Without a host of key players, West Coast has recorded a gutsy 15-point win over St Kilda to seal a finals berth and maintain their push for a top four finish.

The Saints looked to have gained control in the final quarter before the Eagles – led by Tim Kelly and Nic Naitanui – rallied to kick the last four goals of the match.

Max King and Brad Hill will rue costly misses which would have put St Kilda two goals up with all the momentum in a dour, low-scoring contest.

But the experience of the Eagles came to the fore with Kelly (29 disposals and nine clearances), Naitanui (18 disposals, nine clearances, 33 hit-outs) and
Andrew Gaff (33 disposals) standing up when it mattered most.

The loss leaves the Saints precariously placed ahead of a do-or-die clash against GWS which will decide their finals fate.

It was West Coast’s fifth game in 19 days.

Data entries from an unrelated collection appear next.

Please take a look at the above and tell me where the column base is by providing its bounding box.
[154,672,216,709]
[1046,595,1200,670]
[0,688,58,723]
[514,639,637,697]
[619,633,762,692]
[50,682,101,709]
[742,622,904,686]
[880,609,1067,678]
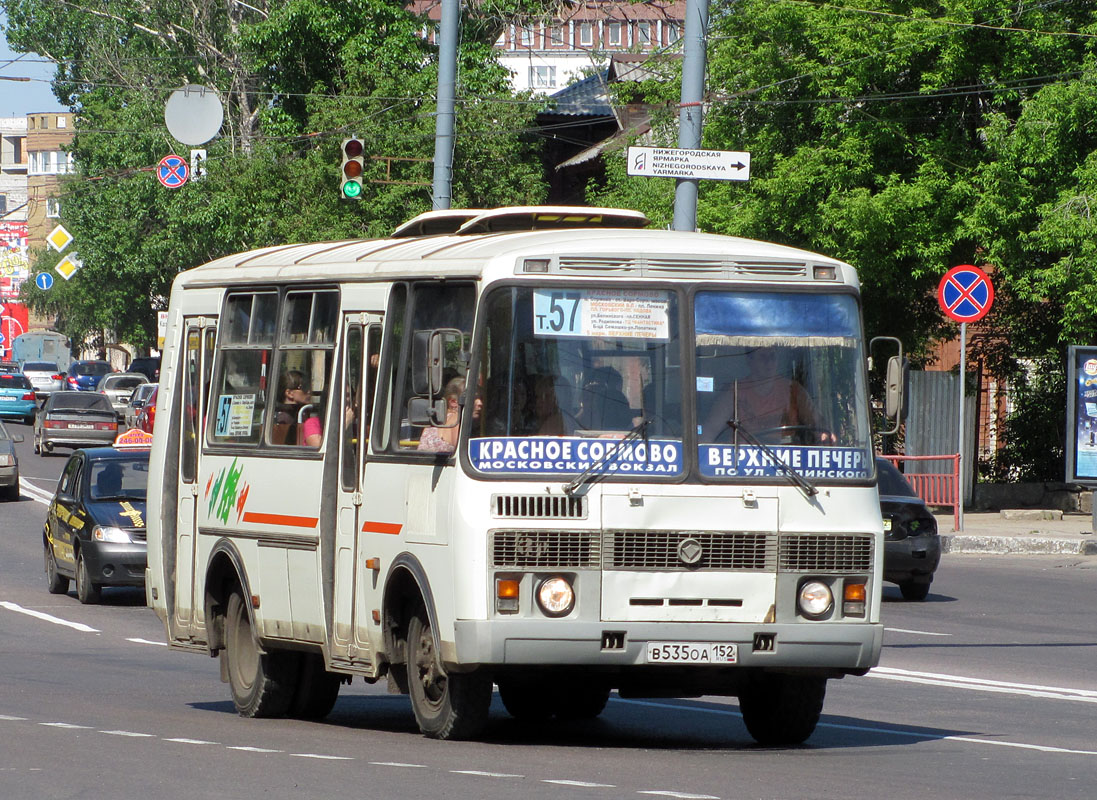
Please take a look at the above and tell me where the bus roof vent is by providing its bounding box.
[457,205,647,235]
[732,261,807,278]
[491,494,587,519]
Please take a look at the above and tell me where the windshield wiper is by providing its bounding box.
[727,418,819,498]
[564,417,654,497]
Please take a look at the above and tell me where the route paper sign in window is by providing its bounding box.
[533,289,670,341]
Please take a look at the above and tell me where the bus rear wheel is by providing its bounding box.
[220,590,299,717]
[739,674,826,746]
[407,606,491,739]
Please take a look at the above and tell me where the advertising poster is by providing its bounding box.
[1066,347,1097,484]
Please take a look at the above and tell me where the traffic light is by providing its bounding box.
[339,136,365,200]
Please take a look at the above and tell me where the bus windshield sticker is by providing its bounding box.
[533,289,670,341]
[468,436,682,475]
[698,444,872,480]
[214,394,256,438]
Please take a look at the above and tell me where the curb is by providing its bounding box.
[941,534,1097,555]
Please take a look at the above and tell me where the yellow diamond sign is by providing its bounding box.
[54,253,83,281]
[46,225,72,252]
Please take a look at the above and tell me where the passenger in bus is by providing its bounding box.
[418,378,469,453]
[703,347,832,444]
[533,375,578,436]
[274,370,324,448]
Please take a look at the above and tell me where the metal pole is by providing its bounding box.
[432,0,461,211]
[674,0,709,230]
[957,323,968,531]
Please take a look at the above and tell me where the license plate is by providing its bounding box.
[647,642,739,664]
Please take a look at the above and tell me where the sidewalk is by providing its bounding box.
[934,508,1097,555]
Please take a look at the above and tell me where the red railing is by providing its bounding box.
[882,453,960,530]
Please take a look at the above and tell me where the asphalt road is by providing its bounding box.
[0,425,1097,800]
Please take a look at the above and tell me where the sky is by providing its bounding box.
[0,12,67,116]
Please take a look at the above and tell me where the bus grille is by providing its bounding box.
[491,495,587,519]
[602,530,777,572]
[491,530,599,570]
[779,533,872,572]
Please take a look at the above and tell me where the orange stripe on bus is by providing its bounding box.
[362,521,404,536]
[244,511,320,528]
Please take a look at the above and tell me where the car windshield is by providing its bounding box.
[877,459,918,497]
[0,374,33,388]
[89,455,148,500]
[49,392,114,414]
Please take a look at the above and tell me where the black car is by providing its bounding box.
[42,448,148,602]
[877,458,941,600]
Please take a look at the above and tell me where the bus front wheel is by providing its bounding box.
[407,607,491,739]
[739,674,826,746]
[220,590,298,717]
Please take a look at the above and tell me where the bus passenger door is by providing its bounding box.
[173,317,217,634]
[331,314,381,663]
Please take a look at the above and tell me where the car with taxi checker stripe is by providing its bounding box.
[43,431,151,604]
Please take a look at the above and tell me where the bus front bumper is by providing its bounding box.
[454,619,883,673]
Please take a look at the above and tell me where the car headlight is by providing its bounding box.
[798,581,834,618]
[91,525,133,543]
[538,576,575,617]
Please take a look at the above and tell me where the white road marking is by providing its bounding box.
[38,722,91,731]
[226,745,285,753]
[367,762,427,769]
[290,753,354,762]
[100,731,154,739]
[884,628,952,636]
[869,667,1097,702]
[0,600,99,633]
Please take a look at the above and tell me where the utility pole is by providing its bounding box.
[432,0,461,211]
[674,0,709,230]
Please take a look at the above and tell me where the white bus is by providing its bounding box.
[147,206,899,744]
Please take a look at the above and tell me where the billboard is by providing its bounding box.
[1066,346,1097,485]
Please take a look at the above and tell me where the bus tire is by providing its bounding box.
[739,674,826,746]
[222,589,297,717]
[45,541,68,595]
[76,552,103,606]
[407,606,491,740]
[499,679,556,722]
[290,653,342,720]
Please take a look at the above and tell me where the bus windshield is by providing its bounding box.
[470,286,682,475]
[693,291,872,478]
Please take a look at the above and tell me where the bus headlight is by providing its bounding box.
[91,525,132,543]
[798,581,834,619]
[538,575,575,617]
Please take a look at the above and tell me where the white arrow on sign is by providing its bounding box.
[629,147,750,181]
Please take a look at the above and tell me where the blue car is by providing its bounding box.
[0,372,38,425]
[65,361,114,392]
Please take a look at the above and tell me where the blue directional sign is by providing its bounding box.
[937,263,994,323]
[156,155,191,189]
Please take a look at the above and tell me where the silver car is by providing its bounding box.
[34,392,118,455]
[98,372,148,419]
[23,361,65,399]
[125,383,156,428]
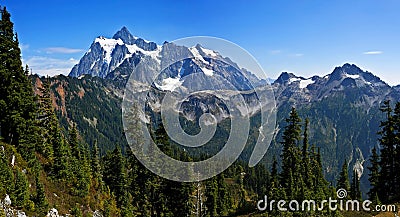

Here’s everything you need to know!

The Talking Point: McGovern injury a blow for Eagles

West Coast will be sweating over Jeremy McGovern’s hamstring injury.

The four-time All-Australian copped an early knock to head before hurting his right hamstring during the second quarter.

“He’s done a hamstring. Not much we can do about it,” Eagles coach Adam Simpson told Channel Seven at half-time.

Already without Elliot Yeo, Luke Shuey, Dom Sheed and Jack Redden, the loss of
McGovern is a further blow for West Coast leading into finals.

Did the Saints make a mistake at selection?

St Kilda’s decision to overlook key defender Jake Carlisle raised eyebrows.

Carlisle was expected to come in to help quell West Coast’s triple threat of Josh Kennedy, Jack Darling and Oscar Allen.

The Saints looked undersized in defence against the Eagles’ tall timber with Kennedy, Darling and Allen kicking five goals between them.

Tim Watson and Garry Lyon discussed Carlisle on SEN Breakfast with Watson believing it could be an attitude problem behind his non-selection.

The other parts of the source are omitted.